Publié le 30 Octobre 2013

Il y a peu, un vieux local est venu nous rendre visite. Rue des Basnages, à l’Armitière. Franz-Olivier Giesbert en dédicace. Gros succès, on s’en doute. Encore un livre, puis un autre, un de plus. Il y a des gens faits pour ça. Chose admirable. Reste que l’auteur est plutôt sympathique (sens strict). Jamais trop et jamais pas assez. La mesure juste dans un genre difficile, celui des médias et du parisianisme politique. On aurait tort de bouder sa révérence.

Le moins que l’on puisse dire est que le bonhomme a une excellente mémoire. Il sait de suite à qui il a affaire. Il ne s’embarrasse pas. Joue l’ingénu. Le modeste aussi. C’est un atout dans son métier. A toujours été ainsi. Pas de dents longues (et dieu sait si !) Bref, l’excellent petit camarade.

Ceci consolerait-il ? Peut-être. Donc ce soir-là (en juin dernier, je crois), Franz-Olivier Giesbert était parfait. Comme toujours. Ça doit étonner que je dise du bien de quelqu’un. Pour une fois ! Je vieillis, pas de doute. J’embellis le présent avec les souvenirs d’autrefois. Et lycée de Versailles. Confort de vieillard, dira-t-on. Pas faux. J’étais moins serein dans les années Soixante. Ou : j’étais moins serin dans les années Soixante.

A l’époque, dévoré d’ambition, je m’ voyais déjà. Tout azimut. Il suffisait de s’y mettre, ça viendrait tout seul. Côté très rouennais, notez-le. Ce que compris tôt notre vaillant pigiste de Paris-Normandie. Si l’ambition se cultive, encore faut-il avoir la main verte. Le flair. Mais nous sommes dans la ville du renoncement (autre charme, à caser entre la cathédrale et le Vieux-Marché). Ce que notre fashionable comprit vite. La longueur d’avance, secret des réussites.

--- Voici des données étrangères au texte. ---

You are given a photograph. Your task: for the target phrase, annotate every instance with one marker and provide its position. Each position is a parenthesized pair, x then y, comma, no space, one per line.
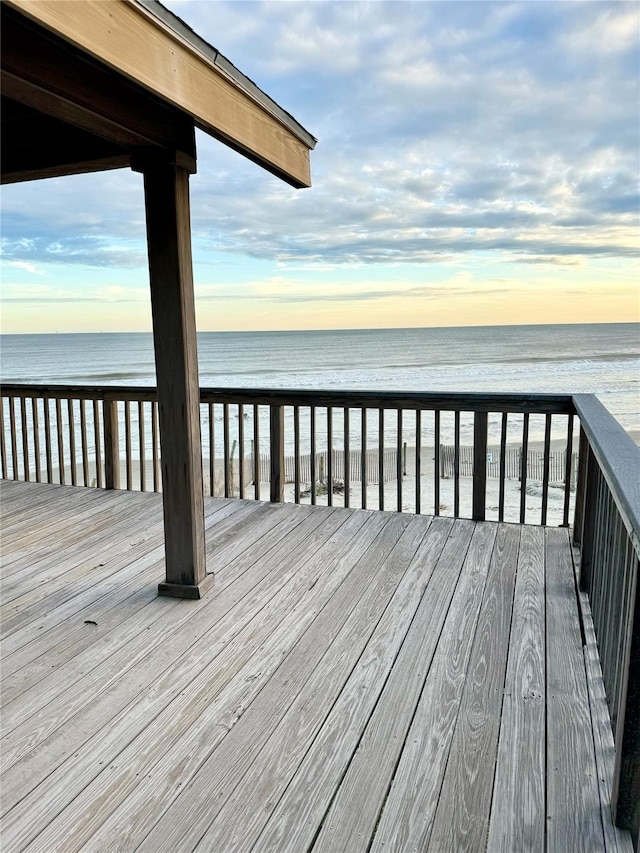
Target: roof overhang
(97,87)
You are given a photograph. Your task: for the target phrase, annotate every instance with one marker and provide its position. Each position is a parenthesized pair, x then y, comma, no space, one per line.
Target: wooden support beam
(175,72)
(174,330)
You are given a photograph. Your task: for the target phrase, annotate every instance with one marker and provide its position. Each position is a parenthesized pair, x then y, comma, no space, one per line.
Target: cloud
(445,130)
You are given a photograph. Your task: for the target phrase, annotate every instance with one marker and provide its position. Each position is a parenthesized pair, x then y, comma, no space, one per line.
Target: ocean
(603,359)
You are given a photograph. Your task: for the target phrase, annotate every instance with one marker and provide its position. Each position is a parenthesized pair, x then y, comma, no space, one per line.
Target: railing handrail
(444,401)
(618,458)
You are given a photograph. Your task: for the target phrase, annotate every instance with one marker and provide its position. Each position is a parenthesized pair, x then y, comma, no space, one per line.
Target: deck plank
(161,671)
(517,820)
(160,723)
(350,821)
(466,790)
(615,840)
(340,684)
(336,637)
(354,685)
(47,637)
(406,820)
(573,818)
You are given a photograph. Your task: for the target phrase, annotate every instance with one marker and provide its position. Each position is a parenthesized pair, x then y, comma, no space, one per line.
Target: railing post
(626,774)
(111,444)
(578,519)
(480,429)
(589,519)
(276,452)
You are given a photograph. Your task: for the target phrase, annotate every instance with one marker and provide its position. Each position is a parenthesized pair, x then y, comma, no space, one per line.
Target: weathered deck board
(406,821)
(517,820)
(615,840)
(572,777)
(341,685)
(366,759)
(466,789)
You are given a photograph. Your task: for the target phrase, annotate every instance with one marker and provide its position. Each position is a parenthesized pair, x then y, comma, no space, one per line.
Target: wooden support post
(578,521)
(276,452)
(480,426)
(111,444)
(589,520)
(174,333)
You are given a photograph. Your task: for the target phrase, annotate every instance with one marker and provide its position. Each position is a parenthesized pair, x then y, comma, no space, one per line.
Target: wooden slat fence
(321,468)
(513,467)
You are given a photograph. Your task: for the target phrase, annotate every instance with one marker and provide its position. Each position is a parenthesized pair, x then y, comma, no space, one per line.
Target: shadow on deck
(355,680)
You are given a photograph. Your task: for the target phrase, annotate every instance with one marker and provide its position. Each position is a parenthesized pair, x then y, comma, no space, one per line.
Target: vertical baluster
(296,454)
(363,459)
(36,437)
(225,442)
(111,444)
(503,453)
(380,458)
(347,458)
(127,443)
(96,444)
(155,446)
(212,450)
(47,438)
(329,456)
(25,437)
(276,452)
(3,442)
(312,426)
(14,442)
(83,442)
(436,462)
(72,443)
(568,471)
(256,452)
(61,467)
(141,442)
(456,464)
(523,467)
(399,471)
(241,450)
(418,461)
(545,469)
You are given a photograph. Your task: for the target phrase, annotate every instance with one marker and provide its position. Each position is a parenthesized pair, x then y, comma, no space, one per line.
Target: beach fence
(513,464)
(319,471)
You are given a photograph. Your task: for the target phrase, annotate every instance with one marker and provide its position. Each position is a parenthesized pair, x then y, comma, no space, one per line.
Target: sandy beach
(533,501)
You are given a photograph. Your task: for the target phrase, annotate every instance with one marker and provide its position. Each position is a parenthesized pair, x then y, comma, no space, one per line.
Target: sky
(477,164)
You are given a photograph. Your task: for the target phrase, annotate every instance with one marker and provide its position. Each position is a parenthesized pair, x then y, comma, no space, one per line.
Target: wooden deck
(354,681)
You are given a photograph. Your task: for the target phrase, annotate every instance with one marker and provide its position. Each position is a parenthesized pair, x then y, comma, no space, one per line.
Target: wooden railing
(367,449)
(607,530)
(108,436)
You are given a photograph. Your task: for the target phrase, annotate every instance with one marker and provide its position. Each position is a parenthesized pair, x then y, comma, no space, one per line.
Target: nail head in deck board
(407,816)
(352,816)
(466,789)
(572,788)
(517,819)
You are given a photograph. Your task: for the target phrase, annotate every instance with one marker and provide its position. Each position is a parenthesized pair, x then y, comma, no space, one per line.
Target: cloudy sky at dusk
(477,163)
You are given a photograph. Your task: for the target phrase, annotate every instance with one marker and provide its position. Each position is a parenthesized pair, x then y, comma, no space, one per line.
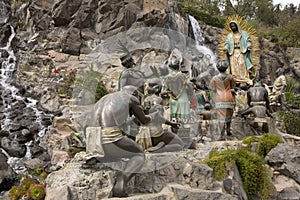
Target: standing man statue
(111,114)
(277,96)
(238,49)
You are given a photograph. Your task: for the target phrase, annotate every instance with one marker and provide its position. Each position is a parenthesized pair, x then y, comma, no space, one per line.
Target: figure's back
(113,109)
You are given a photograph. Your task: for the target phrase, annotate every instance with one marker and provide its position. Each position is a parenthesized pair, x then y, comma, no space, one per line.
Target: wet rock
(286,160)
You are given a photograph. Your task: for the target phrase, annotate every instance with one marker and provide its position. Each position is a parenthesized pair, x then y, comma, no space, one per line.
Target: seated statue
(277,96)
(111,114)
(258,101)
(162,140)
(258,95)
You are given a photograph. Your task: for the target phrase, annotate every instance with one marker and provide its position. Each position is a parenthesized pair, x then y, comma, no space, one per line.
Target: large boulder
(286,160)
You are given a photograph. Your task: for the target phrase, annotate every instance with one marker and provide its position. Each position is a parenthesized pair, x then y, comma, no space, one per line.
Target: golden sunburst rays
(244,25)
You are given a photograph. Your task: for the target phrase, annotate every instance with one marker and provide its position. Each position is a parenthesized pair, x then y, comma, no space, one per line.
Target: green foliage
(36,192)
(249,140)
(15,193)
(31,188)
(291,122)
(28,188)
(292,98)
(265,143)
(90,80)
(251,167)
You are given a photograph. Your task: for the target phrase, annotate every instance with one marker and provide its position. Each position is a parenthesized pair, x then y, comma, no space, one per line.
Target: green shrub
(253,173)
(29,188)
(267,142)
(36,192)
(249,140)
(15,193)
(292,98)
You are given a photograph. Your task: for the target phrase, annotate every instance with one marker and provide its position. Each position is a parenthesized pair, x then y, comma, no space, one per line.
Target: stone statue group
(133,120)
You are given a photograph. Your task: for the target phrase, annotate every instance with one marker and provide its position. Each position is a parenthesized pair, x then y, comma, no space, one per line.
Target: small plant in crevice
(31,187)
(256,180)
(265,143)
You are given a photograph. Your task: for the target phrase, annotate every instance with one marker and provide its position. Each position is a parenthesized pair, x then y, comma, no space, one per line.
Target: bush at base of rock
(256,181)
(29,188)
(291,122)
(265,143)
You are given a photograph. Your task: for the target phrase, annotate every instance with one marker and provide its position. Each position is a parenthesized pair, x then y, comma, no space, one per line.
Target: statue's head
(155,86)
(130,89)
(257,84)
(163,69)
(222,66)
(279,72)
(233,26)
(127,61)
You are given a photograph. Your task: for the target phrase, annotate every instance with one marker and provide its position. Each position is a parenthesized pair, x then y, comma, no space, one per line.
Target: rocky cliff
(58,41)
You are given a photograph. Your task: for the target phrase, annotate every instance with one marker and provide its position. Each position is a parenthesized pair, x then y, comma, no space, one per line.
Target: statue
(162,140)
(222,91)
(258,95)
(277,96)
(179,88)
(111,114)
(131,76)
(237,46)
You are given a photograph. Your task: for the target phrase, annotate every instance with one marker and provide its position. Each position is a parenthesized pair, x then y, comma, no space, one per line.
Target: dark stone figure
(130,75)
(111,113)
(277,96)
(222,90)
(258,95)
(162,140)
(258,101)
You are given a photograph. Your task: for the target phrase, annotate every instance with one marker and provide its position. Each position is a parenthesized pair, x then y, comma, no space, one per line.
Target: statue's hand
(175,125)
(154,71)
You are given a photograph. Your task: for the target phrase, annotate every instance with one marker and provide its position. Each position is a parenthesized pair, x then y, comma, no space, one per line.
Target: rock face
(56,40)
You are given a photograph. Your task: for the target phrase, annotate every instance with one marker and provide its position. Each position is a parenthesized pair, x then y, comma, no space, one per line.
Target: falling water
(199,39)
(11,92)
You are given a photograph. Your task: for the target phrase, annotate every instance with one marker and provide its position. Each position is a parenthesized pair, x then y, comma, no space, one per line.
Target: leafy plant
(254,175)
(15,193)
(36,192)
(291,122)
(292,98)
(265,143)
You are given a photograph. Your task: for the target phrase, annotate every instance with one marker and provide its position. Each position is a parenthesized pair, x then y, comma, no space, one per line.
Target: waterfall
(10,94)
(199,41)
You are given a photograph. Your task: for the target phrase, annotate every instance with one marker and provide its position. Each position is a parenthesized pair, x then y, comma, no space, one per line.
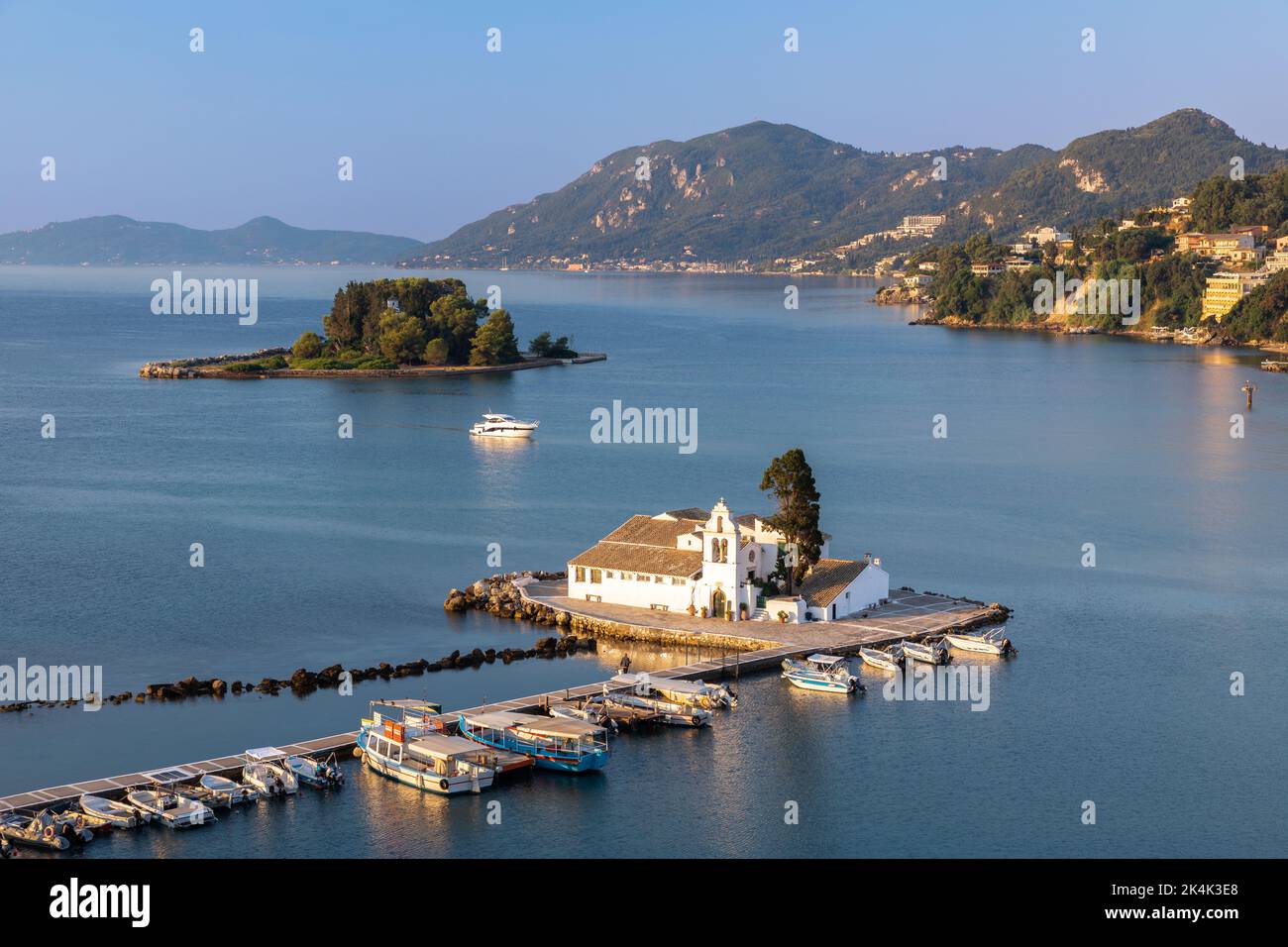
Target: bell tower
(720,562)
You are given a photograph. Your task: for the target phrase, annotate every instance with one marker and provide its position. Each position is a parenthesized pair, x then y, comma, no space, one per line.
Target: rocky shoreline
(209,368)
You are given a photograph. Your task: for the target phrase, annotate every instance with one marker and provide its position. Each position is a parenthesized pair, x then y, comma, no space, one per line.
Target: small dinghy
(314,772)
(170,808)
(235,792)
(820,673)
(990,643)
(930,654)
(881,660)
(75,826)
(34,831)
(267,772)
(104,812)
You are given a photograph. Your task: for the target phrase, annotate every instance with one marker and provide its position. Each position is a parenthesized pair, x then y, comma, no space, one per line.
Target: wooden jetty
(909,615)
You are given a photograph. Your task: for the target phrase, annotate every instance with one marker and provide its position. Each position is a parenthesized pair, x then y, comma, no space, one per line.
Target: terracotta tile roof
(645,531)
(828,579)
(657,561)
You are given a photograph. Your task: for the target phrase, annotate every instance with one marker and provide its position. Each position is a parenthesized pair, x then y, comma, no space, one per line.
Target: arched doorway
(717,603)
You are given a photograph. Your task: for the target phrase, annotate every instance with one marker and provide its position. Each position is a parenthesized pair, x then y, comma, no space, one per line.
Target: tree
(494,342)
(308,346)
(791,480)
(400,337)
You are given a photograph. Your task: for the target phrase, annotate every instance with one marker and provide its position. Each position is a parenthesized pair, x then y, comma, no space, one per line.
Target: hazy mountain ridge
(120,241)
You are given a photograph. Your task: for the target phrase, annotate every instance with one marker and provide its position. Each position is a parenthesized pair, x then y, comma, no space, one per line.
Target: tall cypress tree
(791,480)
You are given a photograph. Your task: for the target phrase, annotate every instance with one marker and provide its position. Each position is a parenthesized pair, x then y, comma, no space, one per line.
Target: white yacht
(502,425)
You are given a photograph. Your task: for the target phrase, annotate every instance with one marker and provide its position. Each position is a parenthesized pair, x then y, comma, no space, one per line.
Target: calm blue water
(322,551)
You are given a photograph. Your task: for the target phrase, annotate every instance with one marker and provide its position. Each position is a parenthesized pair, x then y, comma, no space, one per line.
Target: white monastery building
(711,562)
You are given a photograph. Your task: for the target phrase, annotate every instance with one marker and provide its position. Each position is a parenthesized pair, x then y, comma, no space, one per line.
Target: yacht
(502,425)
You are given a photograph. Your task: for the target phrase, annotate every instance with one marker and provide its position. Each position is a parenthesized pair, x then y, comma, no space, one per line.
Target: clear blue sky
(442,132)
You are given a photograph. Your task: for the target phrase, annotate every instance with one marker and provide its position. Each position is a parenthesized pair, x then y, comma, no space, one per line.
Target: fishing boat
(166,804)
(665,711)
(990,643)
(820,673)
(34,831)
(104,812)
(571,746)
(919,651)
(235,792)
(267,772)
(503,425)
(881,660)
(316,774)
(432,762)
(688,692)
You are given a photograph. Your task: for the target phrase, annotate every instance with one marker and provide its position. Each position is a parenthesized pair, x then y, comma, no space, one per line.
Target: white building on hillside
(713,562)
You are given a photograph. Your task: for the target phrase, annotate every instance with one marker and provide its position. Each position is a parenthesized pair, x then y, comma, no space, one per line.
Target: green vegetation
(385,324)
(545,347)
(791,482)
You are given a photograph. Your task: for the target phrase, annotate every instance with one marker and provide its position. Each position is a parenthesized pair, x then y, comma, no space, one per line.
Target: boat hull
(562,763)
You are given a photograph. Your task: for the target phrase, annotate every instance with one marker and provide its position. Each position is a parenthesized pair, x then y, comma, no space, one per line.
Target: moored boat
(678,690)
(168,808)
(316,774)
(34,831)
(919,651)
(106,812)
(883,660)
(432,762)
(820,673)
(570,746)
(267,772)
(235,792)
(990,643)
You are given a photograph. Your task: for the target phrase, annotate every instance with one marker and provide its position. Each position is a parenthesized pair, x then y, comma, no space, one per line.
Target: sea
(1119,495)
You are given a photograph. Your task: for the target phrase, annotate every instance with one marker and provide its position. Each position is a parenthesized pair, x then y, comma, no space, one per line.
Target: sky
(442,132)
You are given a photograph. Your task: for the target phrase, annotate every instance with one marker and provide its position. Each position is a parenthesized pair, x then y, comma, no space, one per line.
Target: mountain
(119,240)
(764,191)
(750,192)
(1120,169)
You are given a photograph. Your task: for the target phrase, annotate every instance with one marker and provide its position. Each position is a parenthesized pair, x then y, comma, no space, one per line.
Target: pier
(907,616)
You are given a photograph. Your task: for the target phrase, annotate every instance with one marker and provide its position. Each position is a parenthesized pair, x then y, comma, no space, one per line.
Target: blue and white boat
(820,673)
(570,746)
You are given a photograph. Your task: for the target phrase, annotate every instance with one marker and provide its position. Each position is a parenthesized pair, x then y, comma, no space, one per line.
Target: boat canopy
(438,746)
(501,719)
(265,754)
(677,684)
(562,728)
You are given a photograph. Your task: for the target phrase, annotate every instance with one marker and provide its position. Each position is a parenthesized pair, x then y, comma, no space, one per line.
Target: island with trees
(410,326)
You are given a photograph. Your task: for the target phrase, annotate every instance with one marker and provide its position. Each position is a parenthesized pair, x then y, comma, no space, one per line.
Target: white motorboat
(170,808)
(883,660)
(317,774)
(502,425)
(266,770)
(230,789)
(990,643)
(104,812)
(688,692)
(918,651)
(820,673)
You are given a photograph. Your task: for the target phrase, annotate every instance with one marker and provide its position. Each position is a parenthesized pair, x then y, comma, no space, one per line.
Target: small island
(404,328)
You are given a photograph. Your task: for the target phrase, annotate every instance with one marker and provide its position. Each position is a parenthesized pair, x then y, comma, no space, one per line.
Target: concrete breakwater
(188,368)
(304,682)
(502,595)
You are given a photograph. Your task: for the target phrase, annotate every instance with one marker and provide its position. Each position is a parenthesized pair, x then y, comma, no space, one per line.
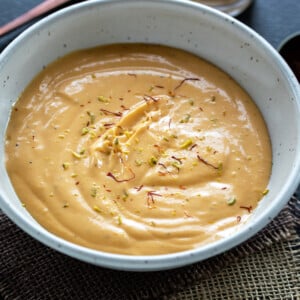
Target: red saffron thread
(150,197)
(184,80)
(206,163)
(117,114)
(248,208)
(109,174)
(148,98)
(139,187)
(176,158)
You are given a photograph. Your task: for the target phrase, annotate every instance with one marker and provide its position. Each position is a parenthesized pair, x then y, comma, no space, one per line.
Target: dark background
(273,19)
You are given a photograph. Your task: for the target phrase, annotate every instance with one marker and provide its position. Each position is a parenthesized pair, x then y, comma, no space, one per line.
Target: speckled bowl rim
(166,261)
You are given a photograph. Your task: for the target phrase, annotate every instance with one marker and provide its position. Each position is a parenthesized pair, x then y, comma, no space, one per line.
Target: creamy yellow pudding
(137,149)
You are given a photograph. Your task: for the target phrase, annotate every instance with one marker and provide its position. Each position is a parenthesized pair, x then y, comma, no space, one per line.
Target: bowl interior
(218,38)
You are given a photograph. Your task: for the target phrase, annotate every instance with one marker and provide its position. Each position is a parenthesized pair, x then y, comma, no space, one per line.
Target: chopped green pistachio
(186,144)
(152,161)
(231,201)
(92,117)
(185,119)
(85,131)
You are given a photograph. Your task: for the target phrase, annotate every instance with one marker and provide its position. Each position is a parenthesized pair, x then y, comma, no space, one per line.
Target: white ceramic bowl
(212,35)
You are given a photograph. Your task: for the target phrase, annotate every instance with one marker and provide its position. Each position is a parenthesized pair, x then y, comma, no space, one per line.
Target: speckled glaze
(216,37)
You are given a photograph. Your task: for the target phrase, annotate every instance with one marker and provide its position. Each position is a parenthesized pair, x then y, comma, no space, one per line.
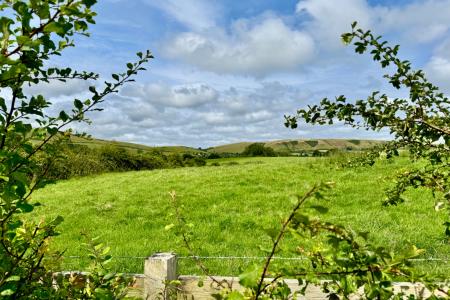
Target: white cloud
(420,21)
(56,88)
(438,68)
(173,96)
(250,48)
(329,19)
(196,14)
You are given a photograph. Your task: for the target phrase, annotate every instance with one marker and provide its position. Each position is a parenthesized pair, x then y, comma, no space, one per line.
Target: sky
(229,70)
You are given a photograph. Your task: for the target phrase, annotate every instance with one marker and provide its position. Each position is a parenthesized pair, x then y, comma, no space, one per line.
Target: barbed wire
(249,258)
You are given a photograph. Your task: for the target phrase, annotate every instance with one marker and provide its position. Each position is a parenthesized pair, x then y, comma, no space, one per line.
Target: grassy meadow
(230,205)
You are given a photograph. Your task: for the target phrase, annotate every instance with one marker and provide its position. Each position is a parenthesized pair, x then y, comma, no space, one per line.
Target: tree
(419,123)
(346,260)
(31,33)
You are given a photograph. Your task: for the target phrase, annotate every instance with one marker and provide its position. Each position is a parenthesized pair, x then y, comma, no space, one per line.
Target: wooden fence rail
(162,267)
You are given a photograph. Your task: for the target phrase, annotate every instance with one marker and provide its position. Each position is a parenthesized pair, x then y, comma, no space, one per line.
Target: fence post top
(162,255)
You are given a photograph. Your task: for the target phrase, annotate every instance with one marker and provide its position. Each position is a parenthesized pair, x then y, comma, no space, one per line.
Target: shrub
(258,149)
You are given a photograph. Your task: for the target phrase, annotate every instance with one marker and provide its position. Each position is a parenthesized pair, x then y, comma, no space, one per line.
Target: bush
(79,160)
(258,149)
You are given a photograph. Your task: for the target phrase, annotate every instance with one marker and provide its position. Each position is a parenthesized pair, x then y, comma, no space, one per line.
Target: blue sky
(228,70)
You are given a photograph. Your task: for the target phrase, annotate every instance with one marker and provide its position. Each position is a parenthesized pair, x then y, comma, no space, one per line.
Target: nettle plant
(31,33)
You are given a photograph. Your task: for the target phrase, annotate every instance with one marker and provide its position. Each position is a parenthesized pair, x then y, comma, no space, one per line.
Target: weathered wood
(159,269)
(189,288)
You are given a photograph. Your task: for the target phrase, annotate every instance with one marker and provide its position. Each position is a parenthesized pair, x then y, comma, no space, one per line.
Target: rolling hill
(302,145)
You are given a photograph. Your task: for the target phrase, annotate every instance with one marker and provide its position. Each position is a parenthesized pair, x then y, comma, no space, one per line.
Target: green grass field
(230,205)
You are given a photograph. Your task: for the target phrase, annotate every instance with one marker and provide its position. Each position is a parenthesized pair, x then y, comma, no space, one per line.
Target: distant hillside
(301,145)
(91,142)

Je me souviens d’une conversation que nous avions eu, à plusieurs, sur ce sujet. Si ma mémoire est bonne, c’était à la Brasserie de l’Union (ça n’existe plus, au sortir du journal, en tournant à droite, cinquante pas). Ça n’était pas au sujet de l’ambition, mais incroyable, du romantisme. L’idée existait-elle encore ? Et son usage ? Certains des présents (les noms ne vous diraient rien) trouvaient qu’on avait du temps à perdre. D’autres, tels Yvon Hecht, Jean-Paul Deron ou Annie Guilbert (les noms ne vous disent rien) s’acharnaient à y croire. Encore, malgré tout, pourrait-on dire.

Heureux temps que ceux où des journalistes discutaient philosophie ! Et où on lisait La Montagne magique (Thomas Mann, 1924). Car tout avait démarré de là, à savoir : ne s’agit-il pas là du dernier avatar (on a dû employer un autre mot) du romantisme allemand ? Dites, à l’époque, on ne s’épargnait rien. Du moins pas grand chose.

Quelqu’un (qui ?) nous fit une démonstration argumentée. Dire oui, dire non, dire c’est possible. Le temps passe et c’est tout. A un moment, Franz-Olivier Giesbert ferma : On croit être romantique, on n’est que romanesque. Oui, il était temps d’y aller. Pourquoi de pareilles phrases restent-elles en mémoire ? Qu’apprennent-elles qui console ou désespère ? Seule chose certaine entre nous deux, l’un n’aura jamais perdu son temps, l’autre n’aura fait que ça.